Christina Nilsson was married in Westminster Abbey to the French banker Auguste Rouzaud, who later died in 1882. In 1887 she married Angel Ramon Maria Vallejo y Miranda, Count de Casa Miranda, who died in 1902.[1] In correspondence, Nilsson often signed her first name as Christine, and during the last part of her life she was generally known as the Countess de Casa Miranda.

She died in Vaxjö, Sweden in 1921. Unfortunately, unlike Patti, she never made gramophone recordings of her voice.

In culture

Nilsson as Ophelia, caricatured by André Gill, 1868.

There are many similarities between Nilsson and the character of Christine Daaé in Gaston Leroux's novel Phantom of the Opera, and many believe Leroux based the character on the real-life opera singer, although evidence for this is unverified.

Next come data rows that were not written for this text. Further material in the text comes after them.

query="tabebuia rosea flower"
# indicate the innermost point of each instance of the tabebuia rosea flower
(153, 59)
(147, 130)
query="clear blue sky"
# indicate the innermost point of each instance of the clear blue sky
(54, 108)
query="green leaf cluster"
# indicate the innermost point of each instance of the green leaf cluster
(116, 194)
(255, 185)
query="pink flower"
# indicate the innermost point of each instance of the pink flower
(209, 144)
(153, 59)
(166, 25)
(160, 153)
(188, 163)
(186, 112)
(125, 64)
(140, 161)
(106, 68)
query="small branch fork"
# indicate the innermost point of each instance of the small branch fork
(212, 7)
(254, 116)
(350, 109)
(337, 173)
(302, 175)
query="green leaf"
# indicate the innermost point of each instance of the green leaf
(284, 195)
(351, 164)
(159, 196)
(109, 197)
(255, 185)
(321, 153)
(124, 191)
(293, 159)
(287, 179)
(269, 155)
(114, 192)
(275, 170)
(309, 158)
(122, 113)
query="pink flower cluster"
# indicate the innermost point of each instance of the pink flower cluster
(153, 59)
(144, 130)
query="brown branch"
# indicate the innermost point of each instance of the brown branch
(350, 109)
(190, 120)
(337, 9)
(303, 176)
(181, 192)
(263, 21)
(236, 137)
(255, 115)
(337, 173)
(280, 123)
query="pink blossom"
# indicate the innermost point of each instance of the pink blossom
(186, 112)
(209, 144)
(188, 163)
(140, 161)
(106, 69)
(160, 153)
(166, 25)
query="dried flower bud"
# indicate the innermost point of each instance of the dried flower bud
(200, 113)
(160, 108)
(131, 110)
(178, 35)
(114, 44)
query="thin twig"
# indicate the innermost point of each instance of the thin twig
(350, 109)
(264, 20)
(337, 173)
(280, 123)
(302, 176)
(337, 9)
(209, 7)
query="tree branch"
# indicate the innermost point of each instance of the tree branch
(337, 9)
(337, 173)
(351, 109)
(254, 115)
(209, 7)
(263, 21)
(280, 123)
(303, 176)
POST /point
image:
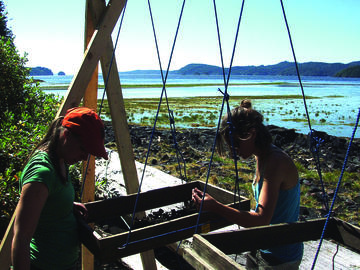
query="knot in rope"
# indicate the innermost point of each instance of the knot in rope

The Dutch artist Anton Pieck (1895-1987) has an illustration of a street corner scene, in which a sandwich man advertises a performance of Donizetti's Lucia di Lammermoor at the Opera by Christine Nilsson. At the corner, by the sign of the Old Queen's Head Inn, stands a man selling jack-in-the-boxes. At the center of the scene, which presumably takes place in England perhaps London, circa 1890, we see a man pedaling a penny-farthing.

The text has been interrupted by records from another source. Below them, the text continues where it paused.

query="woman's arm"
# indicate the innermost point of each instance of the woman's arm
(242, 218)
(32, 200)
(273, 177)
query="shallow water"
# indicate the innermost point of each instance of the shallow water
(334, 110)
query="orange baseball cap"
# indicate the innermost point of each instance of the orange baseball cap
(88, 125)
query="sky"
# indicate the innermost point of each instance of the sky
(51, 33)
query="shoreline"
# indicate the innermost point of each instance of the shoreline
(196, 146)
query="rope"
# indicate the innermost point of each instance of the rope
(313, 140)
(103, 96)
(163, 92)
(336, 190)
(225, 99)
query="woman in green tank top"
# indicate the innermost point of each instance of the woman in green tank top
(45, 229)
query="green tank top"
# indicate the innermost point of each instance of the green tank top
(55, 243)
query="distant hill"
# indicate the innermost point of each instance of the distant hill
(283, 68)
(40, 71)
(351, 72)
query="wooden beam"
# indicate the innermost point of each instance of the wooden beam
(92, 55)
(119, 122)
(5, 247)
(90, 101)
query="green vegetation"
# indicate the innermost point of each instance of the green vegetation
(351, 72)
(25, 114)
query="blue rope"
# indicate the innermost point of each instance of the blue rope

Edith Wharton's novel The Age of Innocence (1920) opens with a description of a performance of Gounod's Faust at the Academy of Music in New York City in the early 1870s, with Nilsson performing the role of Marguerite. It is possible that Wharton actually attended performances at the Metropolitan Opera in the 1880s (she was still a child in the early 1870s). Nilsson is also mentioned in later portions of the novel. Nilsson is mentioned briefly in Leo Tolstoy's novel Anna Karenina. Sarah Elizabeth Forbush Downs's novel Max:A Cradle Mystery (1890) refers to visiting Nilsson performances in Chicago.

Notes

  1. 1 2 3 Emens, Helen Byington (1896). "Women as Vocalists". In King, William C. The World's Progress as Wrought by Men and Women in Art, Literature, Education, Philanthropy, Reform, Inventions, Business and Professional Life. Springfield, Massachusetts: King-Riehardson Publishing Co. pp. 476–478. Retrieved 4 May 2015.